From noobs to nerds, everyone has been told about neural network. But did you ever play with?
Let’s avoid the MNIST tutorial (handwritten digit recogntion), too boring, and choose something more exciting : music recognition ! Style, instrument, notes, effects, all of this would be nice to extract from mp3 !
Step 1 : find data
We need a lot of data for any kind of recognition. Of course we need music, and also a massive pack of instrument sample . Let’s start by classifying our datas, each instrument in a folder of it’s name.
Step2 : generate more datas.
1500 samples is not that too bad, but what about getting a lot more ? In visual recognition, we would slightly distort our sample image, let’s do the same on our musical samples.
Now apply chorus, reverb and then filter for getting more realistic samples.
Step 3 : prepare datas
As working on wav file would be painful, let’s transform our sample into representative images, for say spectrogram.

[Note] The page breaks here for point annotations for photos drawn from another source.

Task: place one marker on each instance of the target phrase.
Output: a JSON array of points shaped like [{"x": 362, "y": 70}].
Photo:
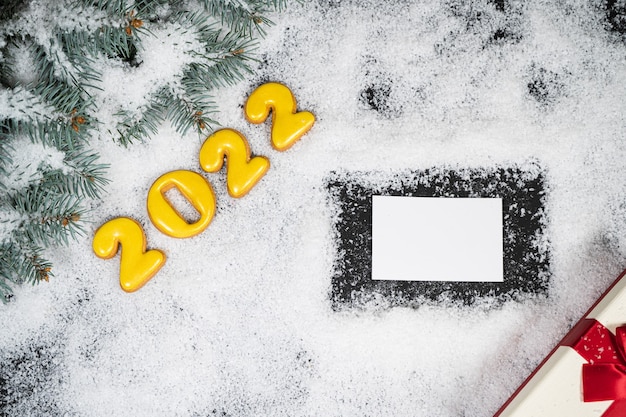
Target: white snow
[{"x": 238, "y": 321}]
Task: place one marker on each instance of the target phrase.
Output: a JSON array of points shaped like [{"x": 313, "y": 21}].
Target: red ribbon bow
[{"x": 604, "y": 377}]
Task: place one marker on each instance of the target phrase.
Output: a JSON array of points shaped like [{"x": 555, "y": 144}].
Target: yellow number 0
[{"x": 195, "y": 188}]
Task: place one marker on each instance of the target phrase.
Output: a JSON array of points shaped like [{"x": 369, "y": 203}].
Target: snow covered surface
[{"x": 238, "y": 321}]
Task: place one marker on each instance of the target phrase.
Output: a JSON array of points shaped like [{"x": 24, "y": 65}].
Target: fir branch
[
  {"x": 21, "y": 263},
  {"x": 83, "y": 176},
  {"x": 137, "y": 127},
  {"x": 50, "y": 217},
  {"x": 244, "y": 17}
]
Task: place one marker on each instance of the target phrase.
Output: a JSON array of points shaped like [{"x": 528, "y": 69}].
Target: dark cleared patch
[
  {"x": 505, "y": 35},
  {"x": 544, "y": 86},
  {"x": 616, "y": 15},
  {"x": 500, "y": 5},
  {"x": 526, "y": 258},
  {"x": 376, "y": 97},
  {"x": 30, "y": 381}
]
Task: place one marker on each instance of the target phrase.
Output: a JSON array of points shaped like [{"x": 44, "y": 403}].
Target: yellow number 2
[
  {"x": 243, "y": 172},
  {"x": 137, "y": 266},
  {"x": 288, "y": 125}
]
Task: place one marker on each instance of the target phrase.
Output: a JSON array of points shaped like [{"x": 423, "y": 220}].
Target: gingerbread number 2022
[
  {"x": 137, "y": 265},
  {"x": 288, "y": 125}
]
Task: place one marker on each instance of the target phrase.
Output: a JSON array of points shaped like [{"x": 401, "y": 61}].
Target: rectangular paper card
[{"x": 437, "y": 239}]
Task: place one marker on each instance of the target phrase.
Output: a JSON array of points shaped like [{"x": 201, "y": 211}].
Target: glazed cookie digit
[
  {"x": 242, "y": 172},
  {"x": 195, "y": 188},
  {"x": 288, "y": 125},
  {"x": 137, "y": 266}
]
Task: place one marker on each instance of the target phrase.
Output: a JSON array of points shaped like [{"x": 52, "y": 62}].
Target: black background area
[{"x": 526, "y": 257}]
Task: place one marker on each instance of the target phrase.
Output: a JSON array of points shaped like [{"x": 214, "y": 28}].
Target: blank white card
[{"x": 437, "y": 239}]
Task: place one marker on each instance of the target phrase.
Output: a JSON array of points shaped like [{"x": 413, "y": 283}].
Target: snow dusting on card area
[{"x": 240, "y": 321}]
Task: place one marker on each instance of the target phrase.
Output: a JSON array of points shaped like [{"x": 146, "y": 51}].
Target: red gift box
[{"x": 585, "y": 374}]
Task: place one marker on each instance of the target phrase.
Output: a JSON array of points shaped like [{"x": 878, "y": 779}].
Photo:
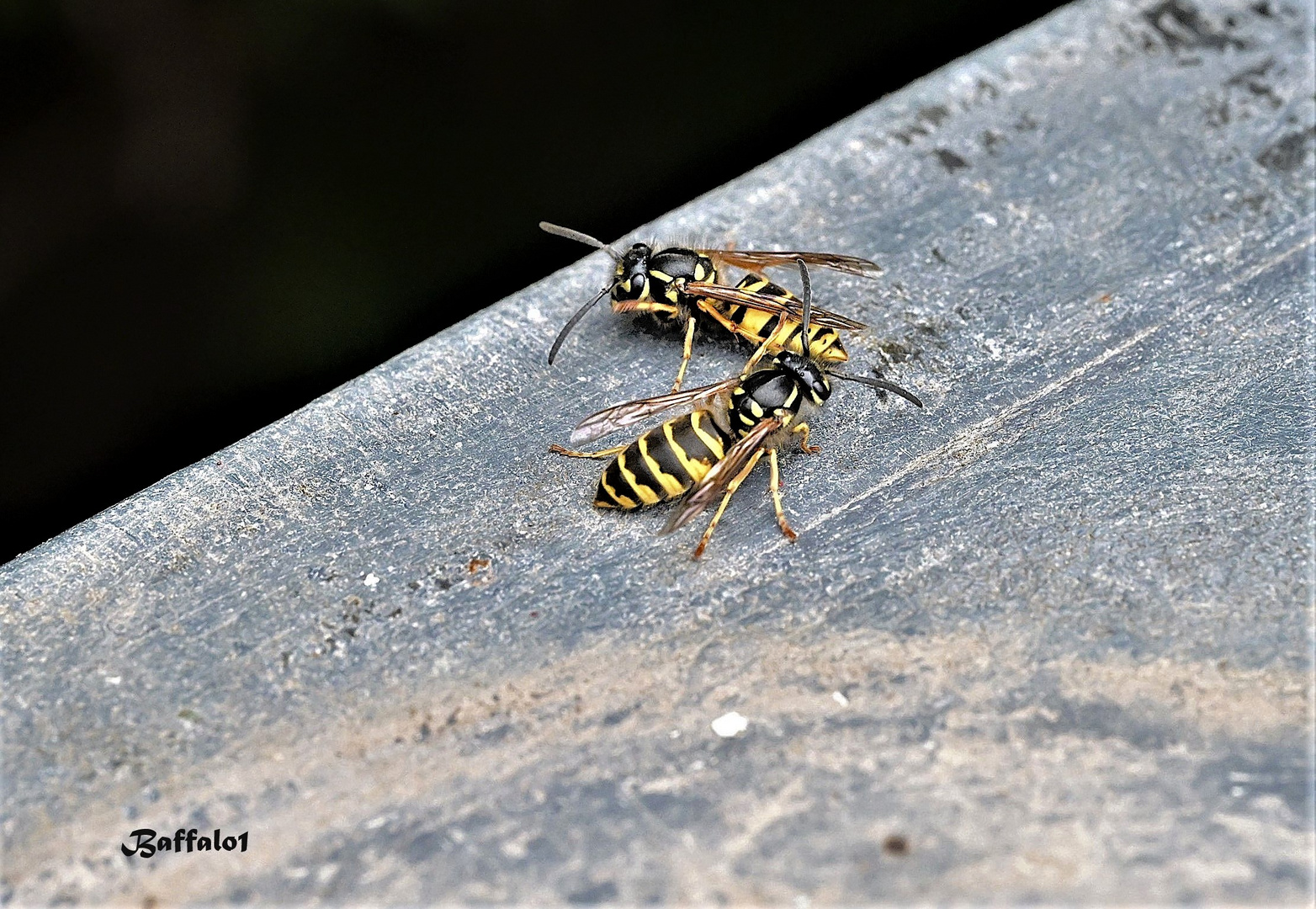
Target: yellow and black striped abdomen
[
  {"x": 757, "y": 327},
  {"x": 664, "y": 463}
]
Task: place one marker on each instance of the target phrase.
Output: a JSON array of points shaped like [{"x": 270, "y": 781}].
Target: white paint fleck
[{"x": 730, "y": 725}]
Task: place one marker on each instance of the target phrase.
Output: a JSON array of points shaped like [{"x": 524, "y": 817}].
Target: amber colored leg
[
  {"x": 730, "y": 490},
  {"x": 804, "y": 439},
  {"x": 775, "y": 486},
  {"x": 685, "y": 357},
  {"x": 569, "y": 453}
]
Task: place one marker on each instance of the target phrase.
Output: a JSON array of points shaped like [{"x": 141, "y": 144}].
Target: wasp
[
  {"x": 707, "y": 453},
  {"x": 682, "y": 285}
]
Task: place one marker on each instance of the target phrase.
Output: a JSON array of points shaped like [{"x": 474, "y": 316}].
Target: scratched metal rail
[{"x": 1045, "y": 640}]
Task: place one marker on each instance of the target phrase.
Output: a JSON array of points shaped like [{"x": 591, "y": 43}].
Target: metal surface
[{"x": 1048, "y": 638}]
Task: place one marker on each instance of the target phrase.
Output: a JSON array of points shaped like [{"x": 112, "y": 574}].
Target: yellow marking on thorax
[
  {"x": 751, "y": 322},
  {"x": 646, "y": 495},
  {"x": 714, "y": 442},
  {"x": 670, "y": 484}
]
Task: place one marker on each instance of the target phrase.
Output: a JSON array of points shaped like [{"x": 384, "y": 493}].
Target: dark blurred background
[{"x": 214, "y": 212}]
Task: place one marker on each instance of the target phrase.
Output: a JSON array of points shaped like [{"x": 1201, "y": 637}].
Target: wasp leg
[
  {"x": 569, "y": 453},
  {"x": 685, "y": 355},
  {"x": 775, "y": 486},
  {"x": 730, "y": 491},
  {"x": 803, "y": 429}
]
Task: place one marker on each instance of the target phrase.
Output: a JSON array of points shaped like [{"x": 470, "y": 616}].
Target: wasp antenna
[
  {"x": 581, "y": 238},
  {"x": 809, "y": 303},
  {"x": 881, "y": 383},
  {"x": 579, "y": 315}
]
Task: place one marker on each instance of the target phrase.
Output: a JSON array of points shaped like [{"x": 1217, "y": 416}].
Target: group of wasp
[{"x": 707, "y": 453}]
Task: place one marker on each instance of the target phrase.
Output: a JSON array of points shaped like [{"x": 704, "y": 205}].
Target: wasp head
[
  {"x": 809, "y": 374},
  {"x": 632, "y": 278}
]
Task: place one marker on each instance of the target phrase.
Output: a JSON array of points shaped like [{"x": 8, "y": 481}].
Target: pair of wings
[
  {"x": 788, "y": 304},
  {"x": 715, "y": 483}
]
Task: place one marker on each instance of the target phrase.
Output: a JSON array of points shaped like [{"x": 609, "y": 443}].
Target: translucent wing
[
  {"x": 791, "y": 306},
  {"x": 716, "y": 481},
  {"x": 751, "y": 261},
  {"x": 632, "y": 412}
]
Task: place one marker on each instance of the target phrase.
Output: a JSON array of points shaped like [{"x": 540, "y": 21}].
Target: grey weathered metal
[{"x": 1047, "y": 640}]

As this project has never been documented, we will have to try or to combine different visualisation parameters.
Using Sox, we will get a DFT spectrogram, and use Hamming windows for the frequency analysis, and have to try the Dolph windows for dynamic analysis. For an human eye, the « peak spectrometer » seems also representative, let’s keep an eye on it.
I’m currently using a sh script for crawling music folder, i’ll release it soon here.

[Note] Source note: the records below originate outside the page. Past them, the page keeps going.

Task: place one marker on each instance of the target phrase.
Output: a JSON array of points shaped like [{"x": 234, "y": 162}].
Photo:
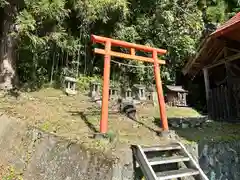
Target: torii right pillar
[{"x": 161, "y": 101}]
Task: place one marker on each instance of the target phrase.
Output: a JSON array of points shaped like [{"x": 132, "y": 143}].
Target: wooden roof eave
[{"x": 190, "y": 63}]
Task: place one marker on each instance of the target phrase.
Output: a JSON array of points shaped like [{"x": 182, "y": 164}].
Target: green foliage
[
  {"x": 83, "y": 82},
  {"x": 54, "y": 36},
  {"x": 3, "y": 3},
  {"x": 216, "y": 13}
]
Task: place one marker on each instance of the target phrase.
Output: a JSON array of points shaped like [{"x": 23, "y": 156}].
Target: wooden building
[
  {"x": 218, "y": 60},
  {"x": 176, "y": 96}
]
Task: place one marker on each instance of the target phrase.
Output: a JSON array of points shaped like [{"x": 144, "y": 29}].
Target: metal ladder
[{"x": 169, "y": 161}]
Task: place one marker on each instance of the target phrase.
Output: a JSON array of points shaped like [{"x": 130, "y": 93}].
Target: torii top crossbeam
[{"x": 107, "y": 52}]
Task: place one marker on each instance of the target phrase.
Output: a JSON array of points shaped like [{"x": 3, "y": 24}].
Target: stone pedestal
[
  {"x": 140, "y": 92},
  {"x": 70, "y": 85},
  {"x": 128, "y": 94},
  {"x": 113, "y": 92},
  {"x": 95, "y": 89}
]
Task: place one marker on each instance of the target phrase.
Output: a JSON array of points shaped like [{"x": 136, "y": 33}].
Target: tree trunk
[{"x": 8, "y": 76}]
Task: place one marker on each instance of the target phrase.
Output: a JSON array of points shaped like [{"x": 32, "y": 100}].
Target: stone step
[
  {"x": 167, "y": 147},
  {"x": 167, "y": 160},
  {"x": 177, "y": 174}
]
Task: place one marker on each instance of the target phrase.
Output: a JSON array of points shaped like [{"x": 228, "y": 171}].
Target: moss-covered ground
[{"x": 77, "y": 118}]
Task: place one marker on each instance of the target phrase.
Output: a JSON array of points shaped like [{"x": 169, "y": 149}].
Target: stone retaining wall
[{"x": 37, "y": 155}]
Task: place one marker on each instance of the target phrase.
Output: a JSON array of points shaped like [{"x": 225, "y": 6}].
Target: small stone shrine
[
  {"x": 176, "y": 96},
  {"x": 113, "y": 92},
  {"x": 70, "y": 85},
  {"x": 95, "y": 89},
  {"x": 127, "y": 94},
  {"x": 140, "y": 92},
  {"x": 152, "y": 95}
]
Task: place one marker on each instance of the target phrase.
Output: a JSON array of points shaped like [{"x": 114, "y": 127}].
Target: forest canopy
[{"x": 43, "y": 40}]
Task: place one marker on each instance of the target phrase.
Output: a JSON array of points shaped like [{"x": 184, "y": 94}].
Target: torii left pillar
[{"x": 107, "y": 52}]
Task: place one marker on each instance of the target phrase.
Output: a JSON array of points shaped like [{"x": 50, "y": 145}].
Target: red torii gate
[{"x": 107, "y": 52}]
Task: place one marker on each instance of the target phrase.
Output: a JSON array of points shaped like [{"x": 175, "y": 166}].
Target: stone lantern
[
  {"x": 70, "y": 85},
  {"x": 95, "y": 89},
  {"x": 140, "y": 92}
]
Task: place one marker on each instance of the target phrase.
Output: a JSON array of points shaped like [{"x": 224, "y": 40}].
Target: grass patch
[{"x": 182, "y": 112}]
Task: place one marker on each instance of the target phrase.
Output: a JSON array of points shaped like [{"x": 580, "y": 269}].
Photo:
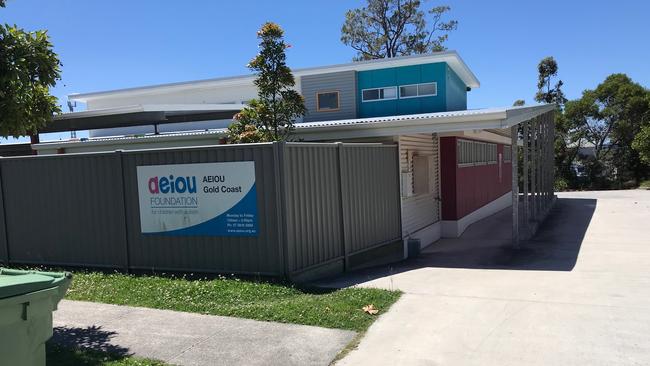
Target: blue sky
[{"x": 116, "y": 44}]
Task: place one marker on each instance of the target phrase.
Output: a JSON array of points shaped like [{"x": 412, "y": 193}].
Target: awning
[{"x": 140, "y": 115}]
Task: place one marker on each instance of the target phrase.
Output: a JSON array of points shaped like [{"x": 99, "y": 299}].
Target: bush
[{"x": 560, "y": 185}]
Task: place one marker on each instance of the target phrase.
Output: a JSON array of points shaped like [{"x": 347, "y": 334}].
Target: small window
[
  {"x": 408, "y": 91},
  {"x": 418, "y": 90},
  {"x": 327, "y": 101},
  {"x": 427, "y": 89},
  {"x": 507, "y": 154},
  {"x": 421, "y": 175},
  {"x": 368, "y": 95}
]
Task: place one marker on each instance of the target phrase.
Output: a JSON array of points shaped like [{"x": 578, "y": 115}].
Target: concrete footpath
[
  {"x": 578, "y": 294},
  {"x": 194, "y": 339}
]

Step 4 : Build a brain I : Skull
Now we have to setup the tools to contain and manage our neural network.
I tried TensorFlow, wich works fine but lacks by it’s user-interface, in combination with mnisten, in order to package custom datas in MNIST format.
But even geeks needs some kindness, so we will use NVIDIA’s Digits and their Caffe fork, wich implement multiple neural network sample and tools for data formatting, the whole thing managed via a local webpage.
Building digits and caffe wasn’t so easy, here’s a short list of command to get it work on a fresh ubuntu 14.04.
| Without CUDA
sed -i ‘$aCPU_ONLY := 1’ Makefile.config
CUDA_REPO_PKG=cuda-repo-ubuntu1404_7.5-18_amd64.deb && wget http://developer.download.nvidia.com/compute/cuda/repos/ubuntu1404/x86_64/$CUDA_REPO_PKG && sudo dpkg -i $CUDA_REPO_PKG
ML_REPO_PKG=nvidia-machine-learning-repo_4.0-2_amd64.deb && wget http://developer.download.nvidia.com/compute/machine-learning/repos/ubuntu1404/x86_64/$ML_REPO_PKG && sudo dpkg -i $ML_REPO_PKG
sudo apt-get update
Warning : Training new models on caffe/digits without CUDA is very slow. Our case took more than a week on ImageNet !
If you’re not the owner of a CUDA-compatible nvidia graphic card, you’ll have to spend from 50$ to 25000$ to go further, or use pretrained models.
Step 5 : Build a brain II : external wiring
Let see our goals again : Get Mp3 file as input, Output MIDI file. In the same time, Caffe get images as input and output raw log.
We will basically need 2 programs, let’s say inputter, for spectrographing a mp3, and launching our tests. The second, outputter, will assume the conversion to MIDI format.
Step 6 : Build a brain III, or 470 !
Take a look on the parameters we want to extract for each instrument note :
– Note duration (attack – sustain – release events)
– Pitch (or note)
– Velocity / Volume
– Instrument sub-category / style
Many of these parameters can easily be calculated when we use monophonic tracks, but in our polyphonic case we will rely on our neural networks from the A to the Z, we came for that ! Sadly, the amount of combination still exceed what a poor computer like ours can do (it would take a 47 million category model to achieve the aimed resolution below ).
// hypothetical way
//Let’s split our job.
//First, what about using one model per instrument ? Better, let’s split their job in 3 :
// Score, instrumentation and effects.
//Score will detect around : 40 notes * 3 events * 8 volumes = 960 cats #may vary for polyphonic instrument
//Instrumentation : 20 sub instruments * 50 filters = 1000 cats
//Effects : 12 delays * 5 reverbs * 15 filters = 900 cats
let’s first try to recognize drum and percussions hits. Results in 15 hours ^^ »
Still training, and get 92% accuracy … Looks promising !